Max FM Lagos
- Lagos; Nigeria;
- Broadcast area: Lagos State, Ogun State, Nigeria
- Frequency: 102.3 MHz

Programming
- Language: English
- Format: Music

Ownership
- Owner: TVC Communications
- Sister stations: Max 90.9 FM Abuja

History
- First air date: 2005
- Former names: Radio Continental (2005–2017)

Links
- Website: max1023.fm

= Max FM =

Radio station in Nigeria

Max FM, formerly Radio Continental, is an English language Nigerian FM radio station based in Lagos. It also has a sister radio station under the same brand in Abuja, the Nigerian capital city.

==History==
=== Radio Continental ===

Max FM first started under the name Link FM with its first transmission on band 102.3 FM in Lagos, in the year 2005. Ten months later, it was rebranded Unity 102.3 FM, with focus on general entertainment, news and sports.

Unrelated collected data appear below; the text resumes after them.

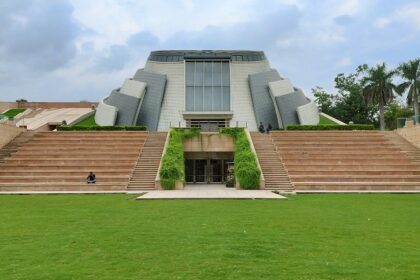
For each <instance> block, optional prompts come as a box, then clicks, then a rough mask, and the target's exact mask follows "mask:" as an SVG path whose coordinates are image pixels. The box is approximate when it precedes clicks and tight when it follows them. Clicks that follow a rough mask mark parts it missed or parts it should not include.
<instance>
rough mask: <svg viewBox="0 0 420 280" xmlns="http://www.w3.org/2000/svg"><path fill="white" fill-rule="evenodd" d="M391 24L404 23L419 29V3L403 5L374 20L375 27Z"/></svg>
mask: <svg viewBox="0 0 420 280" xmlns="http://www.w3.org/2000/svg"><path fill="white" fill-rule="evenodd" d="M392 24H404V25H405V26H406V27H408V28H411V29H414V30H416V31H420V4H409V5H405V6H403V7H401V8H399V9H397V11H395V12H394V13H393V14H391V15H390V16H387V17H379V18H377V19H376V20H375V21H374V26H375V27H377V28H387V27H389V26H390V25H392Z"/></svg>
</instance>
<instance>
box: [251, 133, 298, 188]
mask: <svg viewBox="0 0 420 280" xmlns="http://www.w3.org/2000/svg"><path fill="white" fill-rule="evenodd" d="M251 137H252V142H253V144H254V148H255V151H256V152H257V156H258V161H259V163H260V165H261V169H262V172H263V175H264V179H265V189H268V190H278V191H281V192H293V191H294V187H293V184H292V182H291V181H290V178H289V176H288V174H287V170H286V168H285V166H284V164H283V162H282V159H281V157H280V155H279V153H278V152H277V149H276V146H275V145H274V144H273V140H272V138H271V137H270V135H268V134H264V133H259V132H251Z"/></svg>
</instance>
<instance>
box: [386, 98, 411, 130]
mask: <svg viewBox="0 0 420 280" xmlns="http://www.w3.org/2000/svg"><path fill="white" fill-rule="evenodd" d="M412 115H413V109H411V108H407V107H406V106H403V105H402V104H401V103H400V102H397V101H395V100H394V101H391V102H389V103H388V105H387V106H386V108H385V124H386V127H387V128H388V129H391V130H392V129H396V128H397V120H398V119H399V118H407V117H411V116H412Z"/></svg>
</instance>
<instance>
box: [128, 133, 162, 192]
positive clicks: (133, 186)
mask: <svg viewBox="0 0 420 280" xmlns="http://www.w3.org/2000/svg"><path fill="white" fill-rule="evenodd" d="M166 137H167V133H165V132H150V135H149V138H148V139H147V141H146V143H145V144H144V146H143V149H142V150H141V154H140V156H139V158H138V161H137V164H136V166H135V168H134V170H133V173H132V175H131V178H130V181H129V184H128V187H127V189H128V190H130V191H134V190H135V191H139V190H151V189H155V180H156V175H157V171H158V169H159V164H160V159H161V157H162V152H163V148H164V146H165V141H166Z"/></svg>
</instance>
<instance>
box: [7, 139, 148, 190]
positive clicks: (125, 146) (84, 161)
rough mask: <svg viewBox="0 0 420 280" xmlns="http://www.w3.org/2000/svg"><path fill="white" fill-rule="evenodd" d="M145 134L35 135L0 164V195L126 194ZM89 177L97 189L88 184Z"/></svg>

=== Max 102.3 FM Lagos ===
On 21 October 2017, TVC Communications had an event at the Federal Palace Hotel in Lagos to celebrate the launching of 102.3 Max FM. The station added presenters Murphy Ijemba and Shine Begho, and retained presenters Wale PowPowPow of Wetin Day programme and Jones Usen of TVC News. TVC said the station will play music for the 15-34 age demographic. TVC Communications also replaced Continental Broadcasting Services as the trading name for the business units.

=== Max 90.9 FM Abuja ===

In September 2018, TVC Communications launched Max 90.9 FM in Abuja. The station is to follow the same music hits format as the Lagos station. Programmes and presenters include Max Breakfast with Jennifer Nzewunwah and Eyo Henry, Max Hits with Azuka Nsonwu; Watin Dey with Wale PowPowPow, Max Drive with Naomi Oboyi; Max Mix with Nellie, as well as shows from Jones Usen and Murphy Ijemba.